Non sarebbe mai avvenuta senza quel terribile incidente in fondo nemmeno troppo accidentale: Mosè ha un raptus di collera incontenibile e fracassa le Tavole: poco professionale, poco responsabile, assai poco moderata, ma è pur sempre una sua scelta.

Eppure, è proprio da quel momento di immediata e profonda connessione con gli istinti più forti, non mediati da alcun timore o reverenza, pura forza e puro dolore, che nasce la relazione vera, quella che per pochi istanti sembra quasi “alla pari”, “faccia a faccia”.
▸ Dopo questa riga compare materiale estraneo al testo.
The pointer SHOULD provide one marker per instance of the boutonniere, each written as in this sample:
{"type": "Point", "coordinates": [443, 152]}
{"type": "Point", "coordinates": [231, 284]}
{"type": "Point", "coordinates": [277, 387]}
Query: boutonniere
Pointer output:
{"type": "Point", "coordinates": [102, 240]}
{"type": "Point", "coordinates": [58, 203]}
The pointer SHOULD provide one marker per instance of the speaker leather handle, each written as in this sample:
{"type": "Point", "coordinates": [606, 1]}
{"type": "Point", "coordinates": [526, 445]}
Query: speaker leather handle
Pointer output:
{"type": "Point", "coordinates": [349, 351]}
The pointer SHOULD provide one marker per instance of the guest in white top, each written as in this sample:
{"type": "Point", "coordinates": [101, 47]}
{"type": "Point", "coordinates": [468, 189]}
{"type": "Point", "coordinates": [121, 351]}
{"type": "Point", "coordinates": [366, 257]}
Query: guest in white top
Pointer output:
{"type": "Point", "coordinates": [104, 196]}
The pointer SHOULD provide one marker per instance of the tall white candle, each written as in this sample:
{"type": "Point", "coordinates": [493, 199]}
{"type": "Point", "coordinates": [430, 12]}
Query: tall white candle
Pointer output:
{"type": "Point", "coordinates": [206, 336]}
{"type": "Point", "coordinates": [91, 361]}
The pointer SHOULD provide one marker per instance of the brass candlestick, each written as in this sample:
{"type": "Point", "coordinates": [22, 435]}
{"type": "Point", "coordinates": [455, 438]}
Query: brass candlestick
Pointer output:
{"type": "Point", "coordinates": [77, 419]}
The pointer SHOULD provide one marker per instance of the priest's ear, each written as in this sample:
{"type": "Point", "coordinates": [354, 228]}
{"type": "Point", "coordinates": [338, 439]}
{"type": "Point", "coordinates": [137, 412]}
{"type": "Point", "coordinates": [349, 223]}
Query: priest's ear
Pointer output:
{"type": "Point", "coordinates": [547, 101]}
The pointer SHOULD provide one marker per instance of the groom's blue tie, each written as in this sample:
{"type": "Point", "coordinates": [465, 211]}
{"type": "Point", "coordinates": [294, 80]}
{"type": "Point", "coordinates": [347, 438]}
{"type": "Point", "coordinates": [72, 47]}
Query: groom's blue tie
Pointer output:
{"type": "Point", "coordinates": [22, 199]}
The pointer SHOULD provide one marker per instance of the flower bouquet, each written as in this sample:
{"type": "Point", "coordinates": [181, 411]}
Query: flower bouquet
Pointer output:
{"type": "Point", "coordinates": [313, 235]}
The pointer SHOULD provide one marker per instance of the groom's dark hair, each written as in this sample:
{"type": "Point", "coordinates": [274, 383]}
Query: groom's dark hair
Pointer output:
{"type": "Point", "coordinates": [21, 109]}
Le preghiere e ogni nostro pasto festivo, soprattutto se condiviso e comune come quelli di ieri – pensavo – sono il “Piano B” che i Rabbini e Maestri del Talmud hanno inventato per sostituire i sacrifici e il culto del Tempio di Gerusalemme, distrutto dai Romani nel 70 dc e da allora finito: pasti e preghiere, preghiere e pasti che possiamo consumare ovunque e con chiunque: questa è la relazione con la divinità che da allora pratichiamo, trasportabile, mobile, proprio come una capanna nel deserto, proprio come un rapporto che ci portiamo ovunque, e forse è meglio così.